Water systems in Colorado are facing increased funding needs as infrastructure ages and new water quality legislation tightens restrictions. "The need is out there," Kevin Bommer of the Colorado Municipal League told state lawmakers last week. "Many communities are running out of money and don't have the means to get back into compliance." Bommer made his comments to the Water Resources Review Committee of the state Legislature as it considered a wide range of water issues.

There are about $2.3 billion in water projects on the drawing board across the state right now. While some communities are prepared to fund the needed projects, many smaller communities find themselves in a bind...

Water projects get state funding from four agencies: the Department of Health and Public Environment, Department of Local Affairs, Water Conservation Board and Water Resources, and Power Development Authority. Each reviewed its current programs for the committee.

The department of health provides loans through a revolving fund for improvements to drinking water and wastewater disposal. Steve Gunderson, director of the water quality control division of the health department, said $398 million is needed for drinking water systems and $375 million for wastewater systems in the state. During the past year, 48 systems faced acute needs - having to boil water or deal with water line breaks that crippled their systems - totaling $19 million. In the coming year, 40 systems are expected to be out of compliance with federal drinking water standards. Challenges will be faced in meeting ammonia standards for wastewater plants, removal of radionuclides and replacing aging infrastructure, Gunderson said...

Barry Cress of the Department of Local Affairs explained the department issues funds for water projects on the basis of needs and recommendations from the state health department through Energy Impact Assistance and Community Development Block Grants. A map of the state shows the poorest regions are the Lower Arkansas and Rio Grande valleys. In 2006, 33 DOLA sewer grants totaled $10.2 million, with eight grants totaling $1.87 million awarded to Southern Colorado communities. Another 41 grants totaling $12.8 million went for water grants, with 17 loans for $2.5 million going for Southern Colorado projects. The CWCB's revolving fund program is expected to have about $80 million available for loans in 2007, with about $300 million in backlogged requests, said finance chief Mike Serlet. This year's water bill provided loans of $75.7 million toward Aurora's Prairie Waters Project, $60.6 million toward the Arkansas Valley Conduit and $8.8 million for a Penrose pipeline and reservoir project. Another $5 million went toward grants for various water projects across the state. The CWCB also administers mineral severance tax grants through the Interbasin Compact Committee for water activities approved by nine basin roundtables. About $42 million in water projects is expected to be funded through the Water Reserve Account.

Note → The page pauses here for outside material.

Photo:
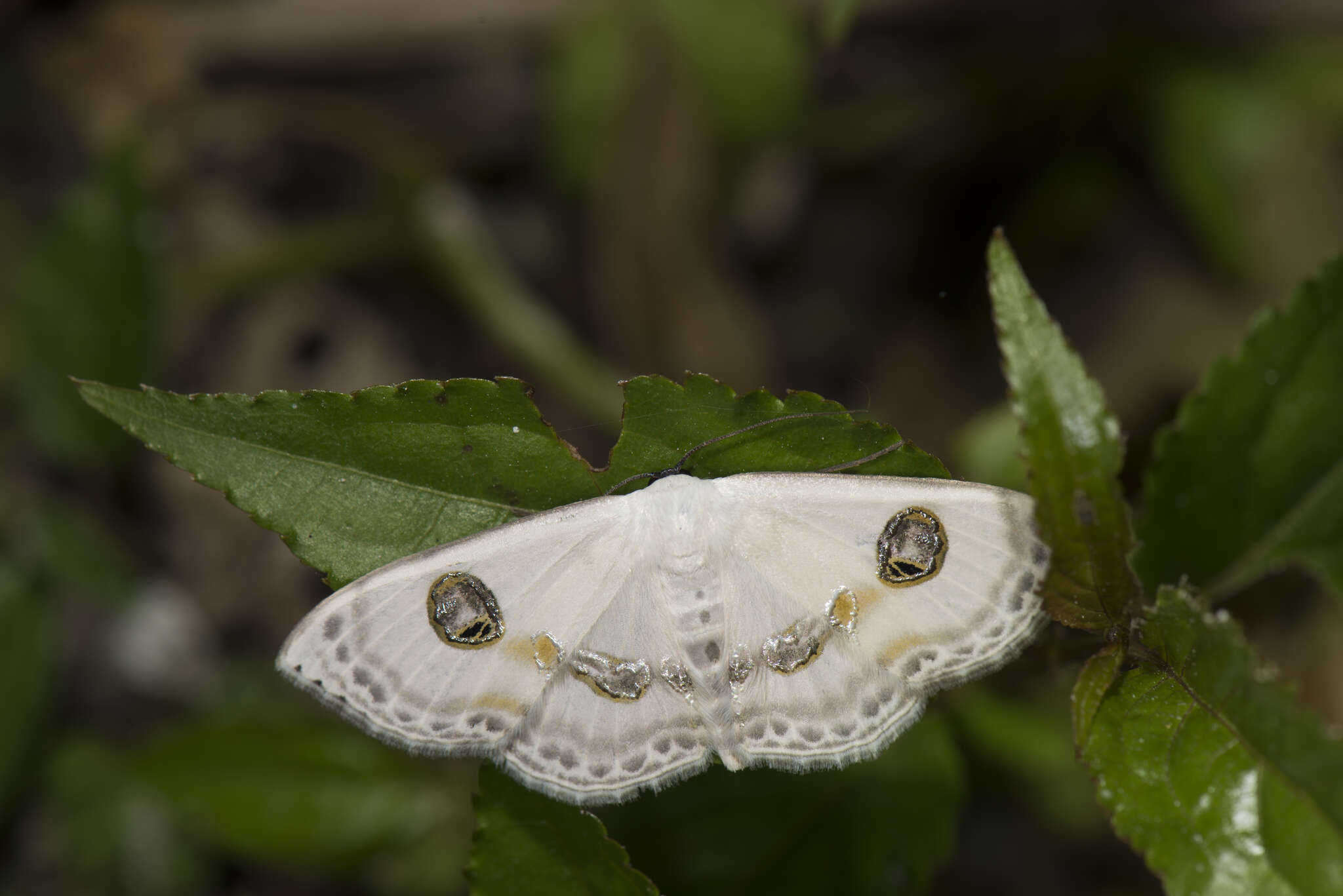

The Water Resources and Power Development Authority provides funds to develop water supply systems and currently is administering 297 loans for $1.5 billion, said executive director Dan Law. Funds are available through revolving funds and annual federal appropriations. Through 2007, the state has received $212 million through the Water Pollution Control Revolving Fund and $140 million through the Drinking Water Revolving Fund. The state has provided $42 million and $28 million respectively in matching funds for the two funds. Loans are for drinking water, water pollution control, small water resources and water revenue bonds.